Dissing the ZRP (Zimbabwe Republic Police)

24 06 2015

Driving out of town this morning I had to make a decision; gym or go home and try out my shoulder on the rowing machine. It has been giving trouble lately and I had a sneeky suspicion that it was due to the gym workout. I knew if I went to they gym I wouldn’t be able to resist doing more exercise than using the rowing machine there and I wanted to isolate the problem. So home it was. An unfortunate decision.

The police were at the Groombridge intersection on College Road waiting to catch those not stopping at the stop sign. I made a point of stopping and then they waved me over.

Bullshit! I thought.

“Did you see the stop sign?” the officer asked.

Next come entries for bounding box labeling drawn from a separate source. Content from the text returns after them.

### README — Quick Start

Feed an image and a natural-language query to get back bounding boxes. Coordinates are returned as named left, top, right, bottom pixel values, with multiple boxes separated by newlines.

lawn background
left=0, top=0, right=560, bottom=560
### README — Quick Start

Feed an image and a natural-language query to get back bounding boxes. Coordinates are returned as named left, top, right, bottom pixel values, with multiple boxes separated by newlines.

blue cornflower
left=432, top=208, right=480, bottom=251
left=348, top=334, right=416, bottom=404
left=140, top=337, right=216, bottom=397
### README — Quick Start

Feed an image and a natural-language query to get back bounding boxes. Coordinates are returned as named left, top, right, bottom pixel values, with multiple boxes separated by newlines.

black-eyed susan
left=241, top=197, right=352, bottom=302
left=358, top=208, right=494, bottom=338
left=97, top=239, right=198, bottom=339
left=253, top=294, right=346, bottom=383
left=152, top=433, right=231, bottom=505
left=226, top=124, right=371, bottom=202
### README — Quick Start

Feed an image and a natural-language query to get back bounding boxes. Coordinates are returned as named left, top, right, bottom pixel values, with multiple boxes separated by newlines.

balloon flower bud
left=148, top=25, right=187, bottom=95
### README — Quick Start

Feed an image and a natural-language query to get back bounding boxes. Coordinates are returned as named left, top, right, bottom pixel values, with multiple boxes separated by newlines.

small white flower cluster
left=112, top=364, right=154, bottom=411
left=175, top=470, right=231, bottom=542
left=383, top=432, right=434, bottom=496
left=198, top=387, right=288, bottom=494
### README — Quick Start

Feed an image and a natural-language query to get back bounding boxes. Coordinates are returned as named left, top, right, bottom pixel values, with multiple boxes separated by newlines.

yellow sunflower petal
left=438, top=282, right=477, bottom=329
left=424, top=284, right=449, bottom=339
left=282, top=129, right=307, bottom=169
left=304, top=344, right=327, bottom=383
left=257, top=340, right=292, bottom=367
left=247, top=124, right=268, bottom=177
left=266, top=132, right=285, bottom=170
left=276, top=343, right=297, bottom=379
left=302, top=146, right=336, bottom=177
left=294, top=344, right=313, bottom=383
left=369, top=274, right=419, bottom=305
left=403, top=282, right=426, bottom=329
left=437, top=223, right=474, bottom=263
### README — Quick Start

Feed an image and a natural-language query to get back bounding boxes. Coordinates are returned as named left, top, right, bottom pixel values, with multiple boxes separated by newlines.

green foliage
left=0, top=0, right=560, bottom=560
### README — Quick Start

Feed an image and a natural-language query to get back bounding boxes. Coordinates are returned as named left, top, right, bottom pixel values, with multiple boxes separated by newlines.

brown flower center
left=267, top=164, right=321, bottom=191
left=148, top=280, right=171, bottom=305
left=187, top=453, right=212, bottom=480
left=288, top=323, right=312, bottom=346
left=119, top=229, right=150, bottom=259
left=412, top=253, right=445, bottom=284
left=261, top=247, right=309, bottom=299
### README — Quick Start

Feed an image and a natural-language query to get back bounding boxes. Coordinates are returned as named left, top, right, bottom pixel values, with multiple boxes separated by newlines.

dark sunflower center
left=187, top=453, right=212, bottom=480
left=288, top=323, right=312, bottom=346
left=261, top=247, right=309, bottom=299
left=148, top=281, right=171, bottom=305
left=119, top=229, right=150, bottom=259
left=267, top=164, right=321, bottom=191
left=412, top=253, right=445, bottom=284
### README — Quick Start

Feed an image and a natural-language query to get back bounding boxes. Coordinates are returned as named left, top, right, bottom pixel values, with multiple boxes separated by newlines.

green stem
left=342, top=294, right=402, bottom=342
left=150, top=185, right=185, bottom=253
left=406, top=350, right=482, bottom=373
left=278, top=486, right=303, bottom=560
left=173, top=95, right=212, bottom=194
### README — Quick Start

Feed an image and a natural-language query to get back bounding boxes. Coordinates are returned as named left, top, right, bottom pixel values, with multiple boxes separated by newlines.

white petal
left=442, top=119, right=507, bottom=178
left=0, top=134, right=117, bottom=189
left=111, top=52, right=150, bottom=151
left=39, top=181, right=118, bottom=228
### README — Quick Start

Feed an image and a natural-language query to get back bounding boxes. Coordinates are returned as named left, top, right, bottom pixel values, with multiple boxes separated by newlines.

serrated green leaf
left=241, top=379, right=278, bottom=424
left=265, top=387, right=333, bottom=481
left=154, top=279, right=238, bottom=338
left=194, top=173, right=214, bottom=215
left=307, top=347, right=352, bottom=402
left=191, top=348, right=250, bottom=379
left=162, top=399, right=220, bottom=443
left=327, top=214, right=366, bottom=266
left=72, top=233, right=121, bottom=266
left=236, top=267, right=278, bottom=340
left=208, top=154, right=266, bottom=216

“Yes, and I stopped at it!”  I replied heatedly.

I realised that I was trapped. My word against his. I had no witnesses and he knew it. I couldn’t lose my temper, I couldn’t accuse him of lying. So I launched into full-blown psychological warfare.

“You know this means that I can never help any ZRP officer I see needing help?”

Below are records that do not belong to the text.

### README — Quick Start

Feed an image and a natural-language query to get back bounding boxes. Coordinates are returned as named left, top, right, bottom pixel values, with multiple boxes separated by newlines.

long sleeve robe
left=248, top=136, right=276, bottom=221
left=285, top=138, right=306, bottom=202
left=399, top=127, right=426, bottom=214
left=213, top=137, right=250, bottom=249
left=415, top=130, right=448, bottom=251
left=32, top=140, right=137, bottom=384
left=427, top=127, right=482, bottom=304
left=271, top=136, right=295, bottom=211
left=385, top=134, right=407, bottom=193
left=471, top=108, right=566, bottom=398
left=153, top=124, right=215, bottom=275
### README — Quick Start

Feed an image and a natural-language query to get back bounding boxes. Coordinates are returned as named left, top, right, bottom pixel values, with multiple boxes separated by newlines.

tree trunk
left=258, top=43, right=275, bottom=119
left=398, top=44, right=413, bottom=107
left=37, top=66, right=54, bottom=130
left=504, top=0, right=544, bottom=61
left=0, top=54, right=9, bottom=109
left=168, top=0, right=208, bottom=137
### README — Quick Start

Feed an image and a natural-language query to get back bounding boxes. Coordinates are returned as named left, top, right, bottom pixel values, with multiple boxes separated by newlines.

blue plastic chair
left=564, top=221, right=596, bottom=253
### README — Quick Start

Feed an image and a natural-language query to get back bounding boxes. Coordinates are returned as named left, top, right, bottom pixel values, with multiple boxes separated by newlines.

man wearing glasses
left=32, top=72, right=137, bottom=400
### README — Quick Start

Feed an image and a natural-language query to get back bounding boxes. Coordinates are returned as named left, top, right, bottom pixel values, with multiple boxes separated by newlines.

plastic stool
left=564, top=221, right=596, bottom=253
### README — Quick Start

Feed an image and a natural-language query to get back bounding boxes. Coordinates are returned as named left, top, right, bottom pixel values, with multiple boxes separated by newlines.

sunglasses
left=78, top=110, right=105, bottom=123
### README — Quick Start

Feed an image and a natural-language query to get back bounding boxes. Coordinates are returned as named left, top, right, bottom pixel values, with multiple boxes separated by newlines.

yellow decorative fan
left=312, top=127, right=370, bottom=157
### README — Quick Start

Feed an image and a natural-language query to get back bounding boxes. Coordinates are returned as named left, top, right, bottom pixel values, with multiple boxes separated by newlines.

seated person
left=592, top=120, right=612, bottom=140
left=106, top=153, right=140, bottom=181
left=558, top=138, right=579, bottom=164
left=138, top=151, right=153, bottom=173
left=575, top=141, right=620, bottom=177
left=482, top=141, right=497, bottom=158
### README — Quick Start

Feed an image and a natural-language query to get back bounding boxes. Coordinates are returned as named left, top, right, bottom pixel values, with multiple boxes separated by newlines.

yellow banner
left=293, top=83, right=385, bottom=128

“You must not say that, you made a mistake” he countered.

“No I did not, I know when my vehicle is stopped now I insist you write me a ticket” I demanded.

“I need the money” he asked.

“You must find the change” (usually a problem) I replied and unfortunately pulled out a $50 note instead of a $100. Damn for making his life easier.

He duly found the change for the $20 fine and passed the form over for signing. I scrawled something that did not resemble my signature (like it was going to make a difference!).

“How can I respect the ZRP now?” I asked.

“But you must not say that” he replied looking genuinely hurt – or so I fancied.

I drove off resisting the temptation to spin the wheels.

The above exchange is heavily abridged. It went back and forth for about 10 minutes.

The ZRP attract much contempt for their complete lack of professionalism. They have been told to collect their own wages as the government is broke so the emphasis is on easy fine collection and real traffic policing, such as catching motorists driving dangerously, is neglected. How they will ever gain a measure of respect with the general public is difficult to see.

There are another 2 police who man a very informal road “block” on the road into town. I see them there most days. I am hoping they will pull me over as there have to be at least 3 police officers at any official road block so I can legally tell them to get lost. We’ll see!



6 responses

25 06 2015

Reblogged this on Tribulations and Freedom.

25 06 2015

It is truly a shame when corruption becomes first nature of a police force meant to enforce the law of the land , but that being said when we realize that a tail will always follow a head i can see where they get their corruption from . and when leaders are showing the way what can we expect from their employees

27 06 2015

I had a long discussion with a friend on what to do about this. Start by paying regularly and well for sure but when corruption is so pervasive in a society it will take a long time to get it under control. And like you say, the clean up will have to start at the top so the tail will follow. We hope…

25 06 2015
Frontiers Academy

Reblogged this on Frontiers Academy .

12 07 2015

I thought you had a Gopro? Maybe a cheaper version connected to the net in case of confiscation!

17 07 2015

I have a mobius camera, relatively cheap and very configurable, e.g. endless looping when the card is full, auto power off etc. Can be used as evidence or a threat of evidence. Plus posting bad driving on youtube can become addictive, especially with abundant examples in Zim. But, yes, what to do when they confiscate the cam? Have a dummy cam on hand to do a quick switch if necessary?